10/15/2008 13h50

With budget of US$ 18.2 million CTC launches three projects for sugar cane

Gazeta Mercantil - 10/15/2008

The most important research and technology center in the sugar and alcohol sector, the Centro de Technologia Canavieira - CTC (Center of Sugarcane Technology) announced yesterday, in Ribeirão Preto, three projects to increase productivity and profitability of sugarcane in Brazil. First there was the launching and liberation for planting of fourth generation varieties of sugarcane, with three new cultivars. Secondly there was the announcement of the opening, in February of 2009 in Piracicaba (SP), of a new "bio plant" of seedlings, a new high technology project that will expand the current production from 600 thousand to 5 million seedlings a year. Finally, the research institute communicated that it will start the CTCSat program this year, which will map, in five years' time, through satellite images, a total of 3.2 million hectares of sugarcane crops. With 177 member and an annual budget of R$ 40 million (US$ 18.2 million), CTC has not diminished its investments, even with the lower remuneration received by the companies of the sector in the last two harvests. "Despite the crisis, the members know the importance of this investment and kept the contributions", says CTC's managing director Nilson Zaramella Boeta. "The researches have to continue or everything that has been done this far will be lost." The members that have joined the "Soil and Environmental Productions Letters" program will receive free information about their cultivation areas. "The new sugarcane varieties (16, 17 and 18) come to fill a gap in the sugar and alcohol area, because all of them have as a marking characteristic the quick production allied to high saccharose content", says CTC director of research and development Tadeu Andrade.
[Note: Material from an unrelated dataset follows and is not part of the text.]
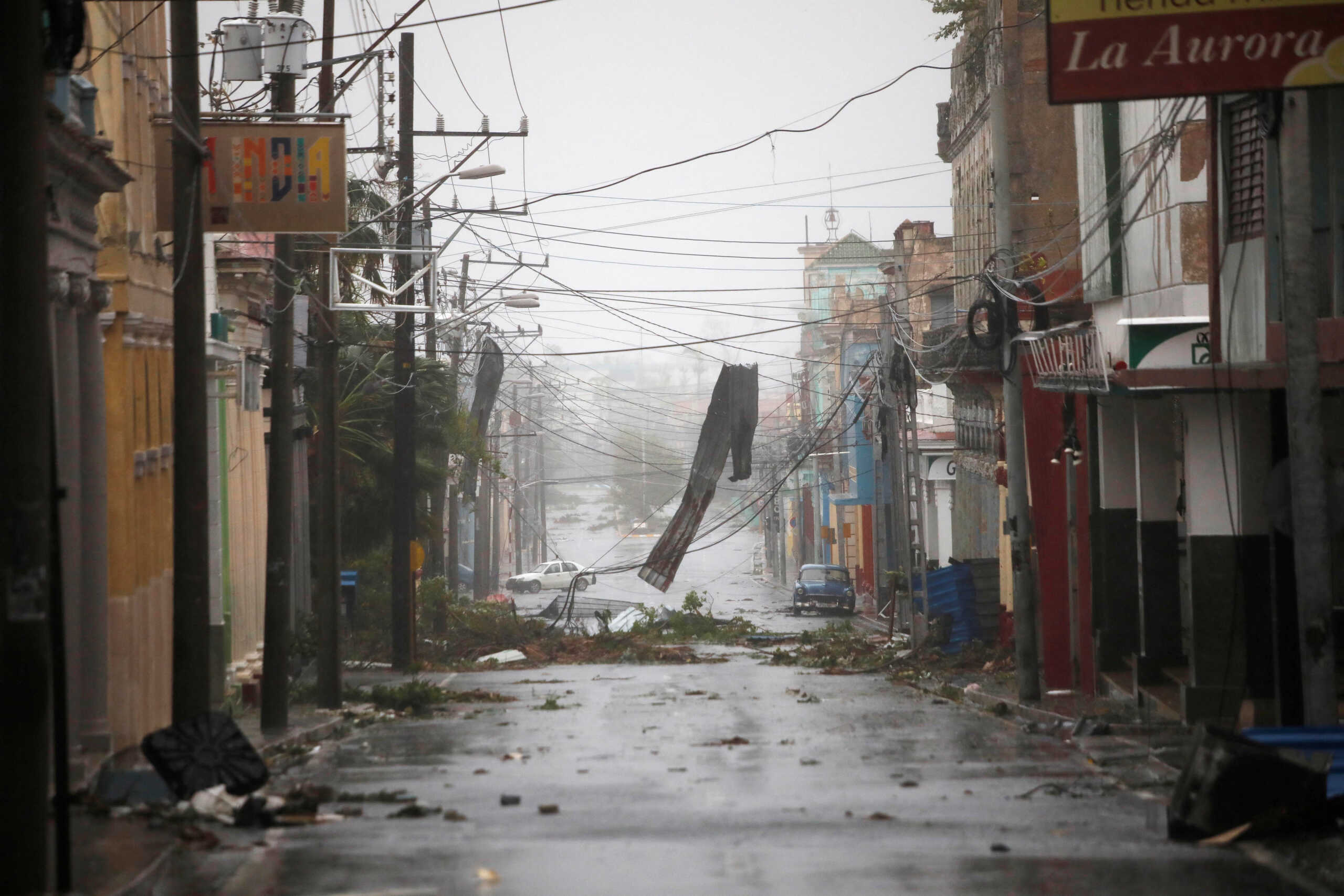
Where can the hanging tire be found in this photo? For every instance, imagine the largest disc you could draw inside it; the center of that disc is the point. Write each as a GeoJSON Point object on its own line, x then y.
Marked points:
{"type": "Point", "coordinates": [988, 336]}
Besides, the new materials have high fiber contents, which contribute to increase the yield of the co-generation of energy from bagasse. The precocity of the sugarcane helps anticipate the beginning of the harvest and, consequently, contributes to reduce the price oscillations of alcohol in the period between harvests. From 2009 on, with the support of a new Laboratory of Biotechnology and of the technology of "molecular markers", CTC will start selecting sugarcane varieties based on DNA, for use in different production environments.